Is it possible to convert a book using an *unzipped* HTML file as the input?

jdunning · 08-22-2019, 10:25 PM

I've got a single HTML file that contains the book and its CSS. I can zip that up with some images that the styles use, import that .zip into Calibre, and then convert it to any other formats just fine. But if I make an edit and want to convert the book again, I have to zip up the edited file and replace the zip in the Calibre library. Doing that over and over is a pain.

Is there any way to simply add a folder containing an HTML file to Calibre so that you can edit the HTML easily? I've tried dropping an HTML file into the app, but it just gets converted to a .zip. Seems like it should be a simple feature to enable.

kovidgoyal · 08-23-2019, 12:49 AM

No, books have to be files, not folders. And most decent desktop environmnets allow you to open zip files as though they are folders, so you dot need to perform any complicated maneuvers to edit files inside a zip file.

jdunning · 08-23-2019, 01:57 PM

Sure, you can open the archive and view the files, but you can't edit them. I use Webstorm as an IDE, and I can drag a file from an archive into it, edit it, and save it, but all that's doing is modifying a temp file. It doesn't affect the archive at all.

lumpynose · 08-23-2019, 04:14 PM

In Calibre's preferences, in Toolbars & Menus, in the left column Available actions, at the bottom is Unpack book. You could add that to your main toolbar, then do your editing in Calibre and use Unpack book to get the HTML version.

jdunning · 08-23-2019, 08:36 PM

Quote:

Originally Posted by lumpynose

then do your editing in Calibre and use Unpack book to get the HTML version.

I'm going the other way: I've already got the unzipped HTML and want to convert it to .azw3 and other formats after editing the HTML. I can open the zip in 7zip and then click Edit, which opens the file in an editor, but changes aren't detected until you close the editing app. Launching Webstorm every time I want to make a small change takes as long as manually zipping the folder and copying it over.

lumpynose · 08-23-2019, 09:53 PM

Quote:

Originally Posted by jdunning

I'm going the other way: I've already got the unzipped HTML and want to convert it to .azw3 and other formats after editing the HTML. I can open the zip in 7zip and then click Edit, which opens the file in an editor, but changes aren't detected until you close the editing app. Launching Webstorm every time I want to make a small change takes as long as manually zipping the folder and copying it over.

Yes, I understand. What I'm suggesting is thinking about it from the opposite direction; instead of editing the files in the zip file, only edit them in Calibre. After you import the zip file treat the files in Calibre as the masters, not the ones in the zip file. Calibre has a very competent editor and a live updating preview window.

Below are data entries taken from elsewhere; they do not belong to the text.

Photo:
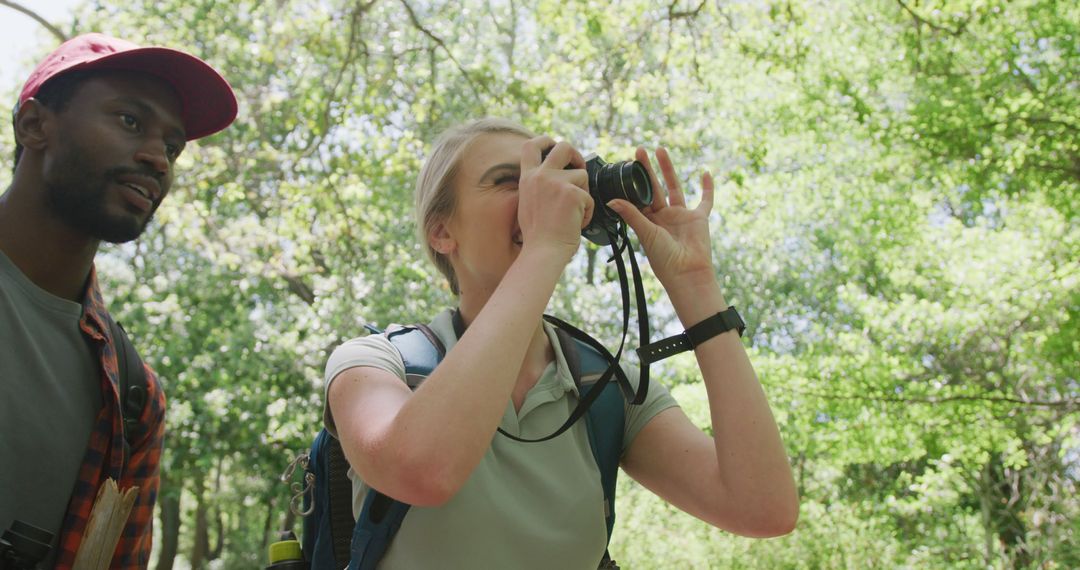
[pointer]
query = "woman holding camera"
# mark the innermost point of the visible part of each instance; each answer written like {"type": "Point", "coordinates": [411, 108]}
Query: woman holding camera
{"type": "Point", "coordinates": [501, 220]}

Keep the zip file as a backup in case things go wrong with Calibre and you need to start over.

BetterRed · 08-23-2019, 09:55 PM

@jdunning - If you're willing to work from an epub, then you could make use of Sigil's Open With feature to open xhtml files in Webstorm - assuming you couldn't do what you want within Sigil itself.

BR

kovidgoyal · 08-23-2019, 10:52 PM

If I were you what I would do is open the calibre editor, choose File->Import an HTML or DOCX file as a new book. This will create an EPUB or AZW3 for you. And then either use the editor to make your small edits, or right click the html file select export, edit it with whatever you need, then right click it and select replace file and replace it withth eedited file.

jdunning · 08-26-2019, 05:21 PM

Coming from the web world, it feels simpler to have a single HTML file with clean markup and CSS as the source of truth, and which can then be converted to other formats. It also makes it easier to do global changes, search and replace, etc. I appreciate Calibre's ability to convert the CSS cascade to multiple classes as needed, but editing the processed files means it gets out of sync with the HTML.

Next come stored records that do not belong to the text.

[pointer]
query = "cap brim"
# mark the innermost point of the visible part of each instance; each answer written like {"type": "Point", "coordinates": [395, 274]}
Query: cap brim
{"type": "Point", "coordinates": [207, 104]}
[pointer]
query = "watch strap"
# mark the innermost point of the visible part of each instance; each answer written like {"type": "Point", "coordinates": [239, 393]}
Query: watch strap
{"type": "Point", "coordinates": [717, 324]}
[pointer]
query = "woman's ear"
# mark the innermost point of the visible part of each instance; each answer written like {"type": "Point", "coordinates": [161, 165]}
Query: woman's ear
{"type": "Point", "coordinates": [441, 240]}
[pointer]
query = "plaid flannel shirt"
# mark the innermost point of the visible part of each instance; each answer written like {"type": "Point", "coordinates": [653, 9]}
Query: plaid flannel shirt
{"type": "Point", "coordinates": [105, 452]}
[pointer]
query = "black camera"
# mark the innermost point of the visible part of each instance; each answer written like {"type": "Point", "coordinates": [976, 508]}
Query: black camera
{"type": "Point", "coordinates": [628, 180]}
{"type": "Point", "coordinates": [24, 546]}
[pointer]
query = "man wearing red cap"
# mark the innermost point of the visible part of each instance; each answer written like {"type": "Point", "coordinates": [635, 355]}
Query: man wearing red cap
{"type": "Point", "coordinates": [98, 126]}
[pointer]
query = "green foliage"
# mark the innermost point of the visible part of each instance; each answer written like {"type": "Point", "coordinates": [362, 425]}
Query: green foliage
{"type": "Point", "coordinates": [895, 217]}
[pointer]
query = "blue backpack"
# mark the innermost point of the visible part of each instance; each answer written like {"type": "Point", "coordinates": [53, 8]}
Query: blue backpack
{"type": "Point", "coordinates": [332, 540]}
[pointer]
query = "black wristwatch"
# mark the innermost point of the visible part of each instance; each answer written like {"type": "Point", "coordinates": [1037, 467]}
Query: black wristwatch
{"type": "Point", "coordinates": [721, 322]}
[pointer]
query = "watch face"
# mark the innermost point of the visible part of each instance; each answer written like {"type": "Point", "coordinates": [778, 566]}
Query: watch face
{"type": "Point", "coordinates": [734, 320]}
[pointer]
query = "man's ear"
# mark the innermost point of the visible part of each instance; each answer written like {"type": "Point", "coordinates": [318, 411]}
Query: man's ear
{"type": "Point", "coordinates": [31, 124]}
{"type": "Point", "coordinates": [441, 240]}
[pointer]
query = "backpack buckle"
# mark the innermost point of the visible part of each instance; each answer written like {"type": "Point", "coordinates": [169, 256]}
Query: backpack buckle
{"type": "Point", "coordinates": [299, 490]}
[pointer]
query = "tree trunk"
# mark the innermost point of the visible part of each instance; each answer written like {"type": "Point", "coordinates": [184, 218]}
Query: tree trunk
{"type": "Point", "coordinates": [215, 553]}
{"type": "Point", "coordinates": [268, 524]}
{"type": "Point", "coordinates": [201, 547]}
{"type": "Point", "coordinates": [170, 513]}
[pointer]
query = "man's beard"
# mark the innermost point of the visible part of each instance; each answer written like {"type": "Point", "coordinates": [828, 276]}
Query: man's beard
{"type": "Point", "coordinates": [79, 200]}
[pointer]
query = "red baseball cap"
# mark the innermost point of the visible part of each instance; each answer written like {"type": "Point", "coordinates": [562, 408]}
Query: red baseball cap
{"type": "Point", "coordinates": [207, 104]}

I get that Calibre currently assumes books are single files, but it already handles multiple files within zips, so it seems like it would be a small step to read those same files from a folder, rather than an archive. Or maybe a plugin could do it.

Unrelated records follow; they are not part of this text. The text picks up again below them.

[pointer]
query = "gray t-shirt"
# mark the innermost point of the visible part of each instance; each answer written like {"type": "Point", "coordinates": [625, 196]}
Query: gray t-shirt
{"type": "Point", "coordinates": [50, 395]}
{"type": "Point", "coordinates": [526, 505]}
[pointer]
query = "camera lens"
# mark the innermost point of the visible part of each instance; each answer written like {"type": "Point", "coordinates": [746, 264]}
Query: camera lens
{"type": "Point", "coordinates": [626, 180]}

lumpynose · 08-26-2019, 06:32 PM

Quote:

Originally Posted by jdunning

Coming from the web world, it feels simpler to have a single HTML file with clean markup and CSS as the source of truth, and which can then be converted to other formats. It also makes it easier to do global changes, search and replace, etc. I appreciate Calibre's ability to convert the CSS cascade to multiple classes as needed, but editing the processed files means it gets out of sync with the HTML.

I get that Calibre currently assumes books are single files, but it already handles multiple files within zips, so it seems like it would be a small step to read those same files from a folder, rather than an archive. Or maybe a plugin could do it.

Look at how the search and replace works in Calibre's editor; there are 6 modes; current file, all text files, all style files, selected files, open files, and marked text. You can hardly ask for more for doing global changes.

Calibre doesn't assume that books are a single file. The final packaging is a single file; that's mandated by the format, epub, azw, etc.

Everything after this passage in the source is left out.